QW: I think it’s cool because you get to meet different people. It doesn’t matter if you make it to the film festivals or not. It matters that you have fun and that you liked it and that you liked everybody on the set. That really matters. You’ve just got to get comfortable with that.
Question: What about you, Dwight?
DH: If I never do a film again…I’m so grounded with my foundation and things. I would never be the Hollywood type. I would never sacrifice my foundation or where I am from to be the Hollywood type. If I never do another film again, I’d be fine with that. I will always hold dear to my heart this film that I did and the friends I met through the production company, the great people that I met and the wonderful people with Fox.
Question: There are a number of very intense and dramatic scenes that you have with each other and by yourselves. This is the kind of stuff that very experienced actors would have trouble puling off. I’m just wondering how both of you prepared for those scenes. Did you obsessively study the script?

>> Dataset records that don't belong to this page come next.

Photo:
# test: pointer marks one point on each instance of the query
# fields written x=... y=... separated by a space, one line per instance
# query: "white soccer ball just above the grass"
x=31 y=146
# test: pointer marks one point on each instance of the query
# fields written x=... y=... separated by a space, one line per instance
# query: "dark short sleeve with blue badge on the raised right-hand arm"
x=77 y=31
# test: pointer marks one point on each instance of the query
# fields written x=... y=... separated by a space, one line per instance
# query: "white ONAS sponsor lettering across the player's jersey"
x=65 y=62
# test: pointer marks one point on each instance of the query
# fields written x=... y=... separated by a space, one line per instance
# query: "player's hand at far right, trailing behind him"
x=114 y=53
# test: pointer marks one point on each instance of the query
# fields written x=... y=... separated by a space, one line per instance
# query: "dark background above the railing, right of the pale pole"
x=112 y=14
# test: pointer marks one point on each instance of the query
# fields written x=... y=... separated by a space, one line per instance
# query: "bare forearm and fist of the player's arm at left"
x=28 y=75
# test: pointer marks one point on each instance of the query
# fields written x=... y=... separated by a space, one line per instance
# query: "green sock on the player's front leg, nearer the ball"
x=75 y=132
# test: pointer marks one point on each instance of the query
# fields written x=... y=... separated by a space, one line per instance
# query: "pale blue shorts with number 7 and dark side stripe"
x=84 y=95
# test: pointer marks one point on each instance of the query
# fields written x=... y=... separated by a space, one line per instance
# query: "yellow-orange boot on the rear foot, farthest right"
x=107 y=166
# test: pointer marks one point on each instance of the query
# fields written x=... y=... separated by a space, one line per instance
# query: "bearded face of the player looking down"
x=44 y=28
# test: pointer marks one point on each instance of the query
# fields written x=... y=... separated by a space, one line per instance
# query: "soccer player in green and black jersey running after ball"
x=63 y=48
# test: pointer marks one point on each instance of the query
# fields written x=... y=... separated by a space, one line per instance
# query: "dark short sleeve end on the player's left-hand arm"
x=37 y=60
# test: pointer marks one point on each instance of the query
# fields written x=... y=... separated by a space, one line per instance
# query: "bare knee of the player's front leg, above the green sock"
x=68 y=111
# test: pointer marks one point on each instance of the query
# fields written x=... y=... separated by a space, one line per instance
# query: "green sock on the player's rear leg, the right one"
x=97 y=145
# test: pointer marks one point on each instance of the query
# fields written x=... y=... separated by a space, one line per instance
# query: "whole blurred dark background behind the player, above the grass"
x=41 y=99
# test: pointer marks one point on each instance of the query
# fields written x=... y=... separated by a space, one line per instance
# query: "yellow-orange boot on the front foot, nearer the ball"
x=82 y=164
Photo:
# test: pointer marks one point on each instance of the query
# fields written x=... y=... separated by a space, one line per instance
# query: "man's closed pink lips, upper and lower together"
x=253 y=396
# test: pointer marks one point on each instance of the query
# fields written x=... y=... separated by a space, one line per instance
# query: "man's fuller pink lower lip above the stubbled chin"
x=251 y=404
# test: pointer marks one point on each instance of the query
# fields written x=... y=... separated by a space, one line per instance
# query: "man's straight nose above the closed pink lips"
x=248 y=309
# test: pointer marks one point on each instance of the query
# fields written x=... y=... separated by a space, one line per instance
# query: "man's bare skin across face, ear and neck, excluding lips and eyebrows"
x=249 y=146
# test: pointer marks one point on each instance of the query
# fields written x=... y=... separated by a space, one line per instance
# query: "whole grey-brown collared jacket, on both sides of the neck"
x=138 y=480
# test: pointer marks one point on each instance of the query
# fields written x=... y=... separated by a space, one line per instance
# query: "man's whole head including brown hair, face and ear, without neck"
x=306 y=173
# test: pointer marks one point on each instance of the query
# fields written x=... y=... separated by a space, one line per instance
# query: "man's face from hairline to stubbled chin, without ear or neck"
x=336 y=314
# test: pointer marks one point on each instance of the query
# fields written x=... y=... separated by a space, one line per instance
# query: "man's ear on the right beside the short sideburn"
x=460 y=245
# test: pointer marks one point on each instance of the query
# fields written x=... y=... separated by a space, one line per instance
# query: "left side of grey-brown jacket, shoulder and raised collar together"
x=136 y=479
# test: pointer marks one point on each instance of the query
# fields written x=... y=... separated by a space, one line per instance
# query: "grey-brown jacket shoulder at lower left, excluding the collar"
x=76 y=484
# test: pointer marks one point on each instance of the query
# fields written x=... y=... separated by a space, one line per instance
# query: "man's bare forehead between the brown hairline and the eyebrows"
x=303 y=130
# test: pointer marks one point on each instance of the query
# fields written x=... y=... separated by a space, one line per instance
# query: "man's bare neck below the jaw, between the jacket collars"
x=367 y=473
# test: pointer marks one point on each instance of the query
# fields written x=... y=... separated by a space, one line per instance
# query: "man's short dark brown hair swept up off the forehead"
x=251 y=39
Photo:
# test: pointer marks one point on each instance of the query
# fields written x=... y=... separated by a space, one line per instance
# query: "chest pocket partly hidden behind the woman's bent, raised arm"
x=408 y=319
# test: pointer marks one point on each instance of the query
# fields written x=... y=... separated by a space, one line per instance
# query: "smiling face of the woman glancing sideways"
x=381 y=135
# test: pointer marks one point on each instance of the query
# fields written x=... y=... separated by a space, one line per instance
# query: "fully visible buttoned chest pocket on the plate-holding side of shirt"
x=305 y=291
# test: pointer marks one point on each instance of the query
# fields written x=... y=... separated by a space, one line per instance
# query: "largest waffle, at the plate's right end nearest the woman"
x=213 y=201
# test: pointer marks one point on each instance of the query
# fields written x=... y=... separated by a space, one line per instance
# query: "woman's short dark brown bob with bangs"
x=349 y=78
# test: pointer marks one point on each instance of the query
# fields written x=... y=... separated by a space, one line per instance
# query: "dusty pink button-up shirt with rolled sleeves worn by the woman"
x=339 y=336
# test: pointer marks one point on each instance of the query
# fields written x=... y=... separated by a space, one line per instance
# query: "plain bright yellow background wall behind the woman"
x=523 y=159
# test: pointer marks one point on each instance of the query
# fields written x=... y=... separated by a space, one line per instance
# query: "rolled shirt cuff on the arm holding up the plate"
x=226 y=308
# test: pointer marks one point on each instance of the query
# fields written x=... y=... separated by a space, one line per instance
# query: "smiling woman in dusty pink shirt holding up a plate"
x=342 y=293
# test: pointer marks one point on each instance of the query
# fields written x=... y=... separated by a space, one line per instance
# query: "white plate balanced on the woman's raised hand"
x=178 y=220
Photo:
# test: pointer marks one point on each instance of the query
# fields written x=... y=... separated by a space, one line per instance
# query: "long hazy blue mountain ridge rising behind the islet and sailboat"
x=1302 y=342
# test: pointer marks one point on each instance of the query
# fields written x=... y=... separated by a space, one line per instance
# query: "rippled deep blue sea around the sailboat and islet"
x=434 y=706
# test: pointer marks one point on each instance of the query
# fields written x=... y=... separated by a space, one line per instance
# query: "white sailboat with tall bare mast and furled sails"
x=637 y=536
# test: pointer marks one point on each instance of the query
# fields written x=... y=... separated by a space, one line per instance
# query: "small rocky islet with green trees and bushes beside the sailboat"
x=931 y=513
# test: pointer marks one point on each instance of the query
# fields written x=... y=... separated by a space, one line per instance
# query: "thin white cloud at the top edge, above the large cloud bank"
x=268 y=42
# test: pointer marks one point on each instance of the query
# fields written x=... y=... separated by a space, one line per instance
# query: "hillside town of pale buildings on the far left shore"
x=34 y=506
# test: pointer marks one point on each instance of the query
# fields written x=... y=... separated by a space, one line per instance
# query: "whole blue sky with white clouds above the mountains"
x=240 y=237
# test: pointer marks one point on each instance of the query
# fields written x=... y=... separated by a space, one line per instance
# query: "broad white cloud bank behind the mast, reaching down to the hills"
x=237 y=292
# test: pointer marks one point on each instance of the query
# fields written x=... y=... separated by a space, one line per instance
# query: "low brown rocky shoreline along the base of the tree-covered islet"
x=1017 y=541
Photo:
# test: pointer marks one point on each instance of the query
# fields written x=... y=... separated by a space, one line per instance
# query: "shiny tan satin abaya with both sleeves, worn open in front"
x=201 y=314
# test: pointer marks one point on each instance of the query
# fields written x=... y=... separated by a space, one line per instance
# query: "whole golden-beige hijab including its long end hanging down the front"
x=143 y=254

DH: Even before we started shooting, they had professional actors come in from New York City…they had a hard time catching up with me throughout the day having bakers’ hours. So, they made a lot of concessions to bring people in and work with me in the middle of the night while I was baking. We would go over the scripts and different emotions that I had to do in the scene. I had to get to a certain emotional level in the scenes. I needed a professional to come in to help me get to the point that I needed to get to. We had donut jelly all over the scripts. We used to be in the bakery 5-6 days a week. It was a lot of help from the production company.
Question: They probably told those actors they’d get free donuts.
DH: Yeah, free donuts and coffee all night. It was a good time doing it, too. Working with Core 13 isn’t like working for a particular company – it was like working for a family. It wasn’t even really like work. He gave us a lot of latitude. We would read a script then he’d tell us to put the script to the side and he’d want us to say it how we’d say it. Just like how we are talking right now because I’m saying everything in my own words. If I was talking from the script it wouldn’t be as natural.
Question: What was your favorite moment?
DH: My favorite moment was the reaction we got from the Sundance and Cannes audiences. We didn’t know how people would accept the film. Both audiences…when 1500 people stand up, applaud, scream and don’t sit down…that is the best feeling in the world. That makes all of the hard work that you did worth it. [It’s] like when I’m baking and I finish – when someone bites into your product and they think that it’s heaven. When people enjoy something you made, that is the best feeling in the world.
SA: Thank you both for meeting with us today.